At SAMS, Dr Dmitry Aleynik has developed numerous physical oceanographic models using the FVCOM (Finite-Volume, primitive equation Community Ocean Model) architecture. Run on a high-performance computer cluster, models such as these allow scientists to perform experiments which would often not be possible in reality. The example shown here covers the complex inland waters of western Scotland which are known for strong tides and inclement weather.
I wanted to develop a methodology for importing FVCOM outputs into Paraview for visualisation in future projects, and this article details some of my initial findings.
Unstructured mesh vs. gridded data for particle tracking
FVCOM employs an unstructured grid comprised of interconnected triangles. This allows the designer to increase the model resolution in complex regions. While Paraview seems fine with this data format, at the time I struggled to use it to produce time-evolving features, for instance particle tracks. This was a year or so back so many of the challenges may have just been lack of experience. For particle tracking I elected to first interpolate onto a regular 4D (3D x time) grid using Matlab.
Building a 3D bathymetry (sea floor data)
The FVCOM output includes an implicit bathymetry (the bottom z-level) which covers the extent of the model. However I wanted to be able to pan and zoom beyond the extent of the model domain so utilised GEBCO bathymetry data, stitched on beyond the FVCOM extent. Note that GEBCO also includes positive relief (i.e. hills!) which allows a more complete 3D map to be drawn.
The ‘Warp by scalar’ filter in Paraview allows you to take a 2D ‘sheet’ and pull it into a 3D shape by mapping corresponding z-values (in this case bathymetry data). In order to depict the peaks and troughs of the shallow European continental shelf, I exaggerated the bathymetry by a factor of roughly 50. However the relief of the land is approximately realistic so as not to distract from the bathymetry. I found a nice colour scheme in Paraview which switches from green to brown hues at depth = 0, and played around with the colour mapping until I got a good result. I’m currently working with a flat reference plane; in reality the curvature of the Earth should result in a noticable taper towards the pole at our latitude.
Visualising velocity data
FVCOM outputs a 3D, time-varying velocity field. After some experimentation, I found that the depth component added little to the visual depiction of velocity, so only imported a single near-surface level into Paraview.

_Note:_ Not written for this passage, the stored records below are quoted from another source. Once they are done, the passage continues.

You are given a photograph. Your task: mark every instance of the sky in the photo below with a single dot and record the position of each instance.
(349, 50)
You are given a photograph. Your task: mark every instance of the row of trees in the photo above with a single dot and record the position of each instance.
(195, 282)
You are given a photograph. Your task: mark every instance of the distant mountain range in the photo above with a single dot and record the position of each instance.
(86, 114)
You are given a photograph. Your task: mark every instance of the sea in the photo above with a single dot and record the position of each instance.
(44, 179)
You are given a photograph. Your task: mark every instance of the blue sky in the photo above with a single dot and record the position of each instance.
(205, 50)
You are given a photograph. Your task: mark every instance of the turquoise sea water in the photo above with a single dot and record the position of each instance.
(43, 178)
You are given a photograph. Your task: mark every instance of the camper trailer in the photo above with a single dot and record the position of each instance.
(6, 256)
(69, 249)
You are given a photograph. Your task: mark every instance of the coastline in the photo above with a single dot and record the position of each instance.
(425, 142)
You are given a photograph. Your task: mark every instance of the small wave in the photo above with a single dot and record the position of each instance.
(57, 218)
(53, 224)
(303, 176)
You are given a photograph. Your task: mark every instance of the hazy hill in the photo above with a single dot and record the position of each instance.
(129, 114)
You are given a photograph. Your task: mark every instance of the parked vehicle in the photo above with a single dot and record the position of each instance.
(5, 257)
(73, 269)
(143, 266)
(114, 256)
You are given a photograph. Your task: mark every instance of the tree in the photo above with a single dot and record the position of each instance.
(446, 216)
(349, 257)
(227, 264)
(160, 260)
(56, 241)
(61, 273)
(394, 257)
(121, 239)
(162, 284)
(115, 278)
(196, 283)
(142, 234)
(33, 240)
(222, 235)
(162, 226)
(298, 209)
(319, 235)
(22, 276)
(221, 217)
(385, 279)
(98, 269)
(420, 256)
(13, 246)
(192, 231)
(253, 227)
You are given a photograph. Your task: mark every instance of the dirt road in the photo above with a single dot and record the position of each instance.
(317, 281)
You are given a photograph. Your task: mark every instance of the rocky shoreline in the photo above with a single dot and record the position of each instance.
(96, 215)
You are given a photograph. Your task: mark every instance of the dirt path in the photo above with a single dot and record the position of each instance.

There are numerous ways of visualising vector data in Paraview, including quiver arrows and streamlines, but I’ve mostly been investigating particle tracks as to me they best convey the smoothness and complexity of flow in the ocean. If you’ve used Paraview, you’ll know that I have not picked the simple route as particle tracking involves integration over time and rapidly becomes a huge computational load as you progress through the time-steps. It is the number one way of crashing Paraview (and there’s some stiff competition on that front)! All I can suggest is to do all your experimenting at a small scale, limit the track length, and whatever you do – don’t try to skip to a later timestep with the particles switched on! Your computer will lock down for an ice age while it calculates the progress of particles through every timestep up to the one you’ve picked.
I’m reasonably pleased with where I’ve got to with particle tracks; still just releasing them at regular grid spacing whereas ideally the releases would be at random. They’ve also got a habit of getting stuck in ‘dead-ends’ which results in the cumulative pile-up of tracks in sink areas as the animation progresses – I haven’t got to the bottom of this.
Flows around Scotland are dominated by tides, and so this represents the bulk of particle flows also. I’ve experimented with filtering out tidal frequencies to view residual flows driven by wind and pressure gradients – this works well but the problem of particles stuck in ‘dead-ends’ increases.
Visualising 3D temperature / salinity
There are lots of ways of approaching this, but the challenge is always the same: how do you show information on the interior of a 3D volume, and not just its surface? In the animation at the top of the page, I didn’t want to distract from the velocities, so just displayed the 3D salinity field as a translucent volume. You can’t see much detail or change over time with this approach so it acts more as a backdrop to other features.
If you were interested in subtle changes in the 3D salinity field, a better approach might be to show an isosurface at a level of interest, such as I employed for this project.